I grasped the glass container tightly for fear of dropping it, and discovered that it radiated a subtle warmth. Doctor Hellman moved back over to the black bag and pulled out a wide-barreled pistol. Aiming straight up, he pulled the trigger and the gun discharged. There was no explosion, only a loud pop followed by blue smoke. A projectile sped out of the end and rocketed toward the island. I followed its course for a moment, then lost it.

"Look now," he said.

I tilted back my head and witnessed a red splotch, like a bleeding wound, spreading out across the resilient blue. It was not long after that we began to ascend in the same uneven manner as we had been lowered.

"Where does Anotine get the strength to lift us?" I asked.

"Nunnly's gears make the job easy. Turning the crank is no harder than reeling a bucket of water out of a well.
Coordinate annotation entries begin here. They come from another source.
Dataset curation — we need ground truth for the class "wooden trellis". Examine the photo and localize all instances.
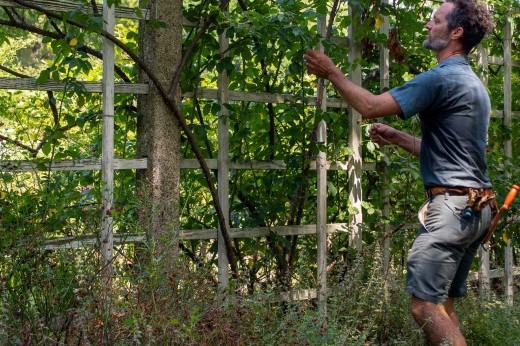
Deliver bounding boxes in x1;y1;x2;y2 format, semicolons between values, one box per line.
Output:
0;0;520;312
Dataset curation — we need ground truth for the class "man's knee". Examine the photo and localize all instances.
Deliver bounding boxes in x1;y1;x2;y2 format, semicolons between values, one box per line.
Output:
410;296;439;324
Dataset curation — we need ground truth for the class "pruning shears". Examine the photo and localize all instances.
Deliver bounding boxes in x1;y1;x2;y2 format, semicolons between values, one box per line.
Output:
482;185;520;250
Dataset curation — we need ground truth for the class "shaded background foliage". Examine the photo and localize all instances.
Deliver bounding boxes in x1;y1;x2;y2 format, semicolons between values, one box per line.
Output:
0;0;520;345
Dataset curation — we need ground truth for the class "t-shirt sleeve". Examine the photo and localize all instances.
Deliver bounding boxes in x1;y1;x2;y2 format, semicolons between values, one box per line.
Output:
389;70;442;119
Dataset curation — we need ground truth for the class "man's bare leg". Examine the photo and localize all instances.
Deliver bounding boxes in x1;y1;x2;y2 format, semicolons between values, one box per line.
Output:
410;296;466;346
444;298;462;331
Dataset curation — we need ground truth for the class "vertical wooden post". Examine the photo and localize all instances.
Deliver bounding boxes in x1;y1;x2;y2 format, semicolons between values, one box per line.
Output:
478;45;490;299
316;120;327;315
379;0;390;274
348;4;363;250
100;0;115;285
316;18;327;316
217;0;229;290
503;13;514;305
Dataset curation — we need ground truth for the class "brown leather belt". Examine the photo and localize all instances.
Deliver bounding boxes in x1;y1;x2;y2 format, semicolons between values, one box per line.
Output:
426;186;494;197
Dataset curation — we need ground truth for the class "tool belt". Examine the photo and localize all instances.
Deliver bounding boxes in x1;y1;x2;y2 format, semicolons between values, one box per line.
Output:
426;186;498;218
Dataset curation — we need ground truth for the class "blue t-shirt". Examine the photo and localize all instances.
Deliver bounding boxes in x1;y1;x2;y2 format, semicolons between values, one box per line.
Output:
390;57;491;188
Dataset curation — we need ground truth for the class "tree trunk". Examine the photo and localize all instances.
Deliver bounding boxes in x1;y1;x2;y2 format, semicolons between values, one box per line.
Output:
137;0;182;278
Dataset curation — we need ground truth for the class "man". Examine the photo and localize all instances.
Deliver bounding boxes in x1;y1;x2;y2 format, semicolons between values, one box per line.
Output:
305;0;494;345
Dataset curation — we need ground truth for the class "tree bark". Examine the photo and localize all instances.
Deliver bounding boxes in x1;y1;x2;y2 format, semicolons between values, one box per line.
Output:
137;0;182;277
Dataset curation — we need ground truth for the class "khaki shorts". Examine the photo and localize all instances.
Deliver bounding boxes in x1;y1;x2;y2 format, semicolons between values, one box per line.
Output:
406;194;491;304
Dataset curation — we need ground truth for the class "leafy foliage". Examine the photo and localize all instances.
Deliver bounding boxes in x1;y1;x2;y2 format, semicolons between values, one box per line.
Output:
0;0;520;345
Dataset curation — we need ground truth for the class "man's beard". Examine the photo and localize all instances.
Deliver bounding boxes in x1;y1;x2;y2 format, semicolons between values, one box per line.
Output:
423;37;450;52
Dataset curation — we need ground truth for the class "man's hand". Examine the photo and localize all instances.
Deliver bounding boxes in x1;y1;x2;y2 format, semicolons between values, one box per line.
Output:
368;123;422;156
304;49;337;79
368;123;398;146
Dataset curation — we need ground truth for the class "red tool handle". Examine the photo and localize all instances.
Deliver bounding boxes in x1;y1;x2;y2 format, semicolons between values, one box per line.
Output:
500;185;520;210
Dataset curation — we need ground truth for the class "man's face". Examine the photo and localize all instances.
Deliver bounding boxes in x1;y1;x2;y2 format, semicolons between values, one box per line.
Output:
423;2;454;52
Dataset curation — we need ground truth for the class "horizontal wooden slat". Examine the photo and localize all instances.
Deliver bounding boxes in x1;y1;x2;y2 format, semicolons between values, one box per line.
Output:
468;267;520;281
0;78;149;95
182;89;348;108
0;158;375;172
43;223;347;250
280;288;318;302
0;0;150;19
182;89;520;118
0;159;147;172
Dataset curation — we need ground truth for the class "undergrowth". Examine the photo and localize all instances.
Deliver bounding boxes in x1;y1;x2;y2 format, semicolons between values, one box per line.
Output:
0;242;520;346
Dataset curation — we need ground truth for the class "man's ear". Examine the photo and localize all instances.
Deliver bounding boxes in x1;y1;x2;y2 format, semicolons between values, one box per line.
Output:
451;26;464;40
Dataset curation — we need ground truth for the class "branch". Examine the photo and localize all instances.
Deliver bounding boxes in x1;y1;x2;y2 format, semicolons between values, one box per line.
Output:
168;0;229;97
0;135;38;154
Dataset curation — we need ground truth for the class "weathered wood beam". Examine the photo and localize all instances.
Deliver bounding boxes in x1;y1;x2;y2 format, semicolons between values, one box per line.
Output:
0;0;150;19
0;78;149;95
0;158;376;172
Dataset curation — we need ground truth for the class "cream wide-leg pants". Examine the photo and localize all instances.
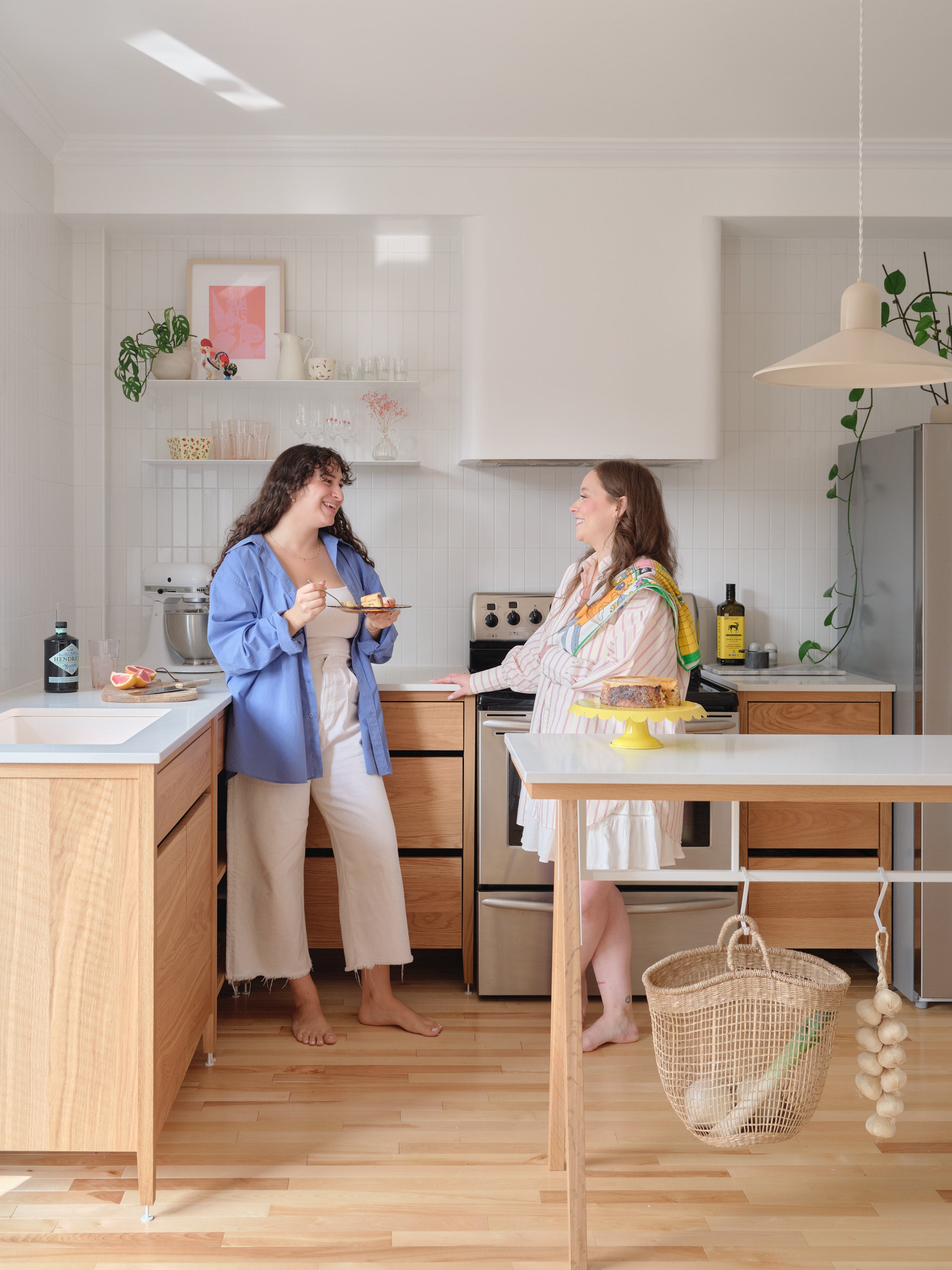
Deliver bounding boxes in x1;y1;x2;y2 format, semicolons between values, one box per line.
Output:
225;653;413;983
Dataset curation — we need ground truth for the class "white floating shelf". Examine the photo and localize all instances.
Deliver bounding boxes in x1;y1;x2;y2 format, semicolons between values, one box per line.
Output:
142;458;420;470
146;375;420;392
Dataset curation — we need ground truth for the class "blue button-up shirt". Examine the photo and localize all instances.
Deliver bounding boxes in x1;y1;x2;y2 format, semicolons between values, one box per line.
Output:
208;530;396;785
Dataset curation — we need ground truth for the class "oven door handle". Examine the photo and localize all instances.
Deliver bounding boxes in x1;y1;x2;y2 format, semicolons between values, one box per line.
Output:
482;895;737;913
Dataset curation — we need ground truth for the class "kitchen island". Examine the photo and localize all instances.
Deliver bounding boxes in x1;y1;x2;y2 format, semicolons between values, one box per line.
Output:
505;734;952;1270
0;685;231;1205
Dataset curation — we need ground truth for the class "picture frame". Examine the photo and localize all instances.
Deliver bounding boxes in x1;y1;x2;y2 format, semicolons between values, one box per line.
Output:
188;260;284;381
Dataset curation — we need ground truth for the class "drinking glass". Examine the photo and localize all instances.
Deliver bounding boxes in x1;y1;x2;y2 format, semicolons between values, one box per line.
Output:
89;639;119;688
291;405;311;441
251;420;272;458
307;410;324;446
228;419;254;458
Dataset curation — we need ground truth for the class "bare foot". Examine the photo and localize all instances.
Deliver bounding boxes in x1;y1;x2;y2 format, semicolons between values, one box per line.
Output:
291;1001;338;1045
581;1012;638;1054
357;996;443;1036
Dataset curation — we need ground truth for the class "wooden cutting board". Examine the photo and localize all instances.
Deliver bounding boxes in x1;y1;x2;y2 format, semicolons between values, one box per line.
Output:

Still, it would be a mistake to underestimate Anotine's strength," said the Doctor with a laugh.

I handed him back his small portion of the mercury sea and went to the side to get one last look. We were almost too far away for me to perceive the detail of the etched surface, but I managed to make out one final scene. A prodigious curl carried on its back a tableau of the Master and his demon son wrapped in an embrace. Then the wave fell into itself, devouring the portrait, and, with two more upward tugs on the rope, I could no longer make out any details.

Doctor Hellman and I again took up our positions resting on the floor of the gondola. Wearing a look of contentment, he held the jar nestled in his arms as if it were his own child. I thought his mood might make him talkative, and I asked him to tell me about the ocean's dream.

"A love story, you said?" I asked him.

"I was joking in a way when I said that, but what I meant was that my interpretation of what I have seen, the silver chronicle of what seems to be every single moment of one particular man's life, has a meaning that is greater than the sum of all its individual scenes. It is a total concept that lies just beyond my powers of description. This is why I call it a love story, because Love is a word I am familiar with, a word that haunts my own dreams, but for the life of me I can no longer grasp the concept of it. The significance of the story in the ocean and my inability to remember the meaning of this term leave me with an identical, unquenchable yearning. I feel they are one and the same thing."

"Are you any closer to them now from when you started?" I asked.

"I'm so close," he said, laughing. "So close now that everything is disintegrating. Perhaps if I had a long enough glass rod and jar with which I could dip into myself, I could bring out the answer."

I hadn't realized how badly I needed a cigarette until I found myself puffing on a lit Hundred-To-One that, without warning, materialized between my fingers. It tasted so good, I didn't bother to question its appearance.

"What about this man in the story?" I asked. "Who is he?"

"He's a man of great power and great weakness with the potential for both good and evil—a scientist and magician. The ocean has shown me this in detail. Once I saw him crack an egg and a cricket jumped forth, and once he built a crystal egg that held within it a world."

The wind rocked the basket in a circular motion. This and the Doctor's conversation made my mind spin. For the remainder of the ascent, I suffered from a sense of unreality as if I were the ghost of a ghost. All I had to anchor me was the insubstantial smoke of the cigarette. I pressed my hand against the pocket containing the green veil and remembered my own yearning.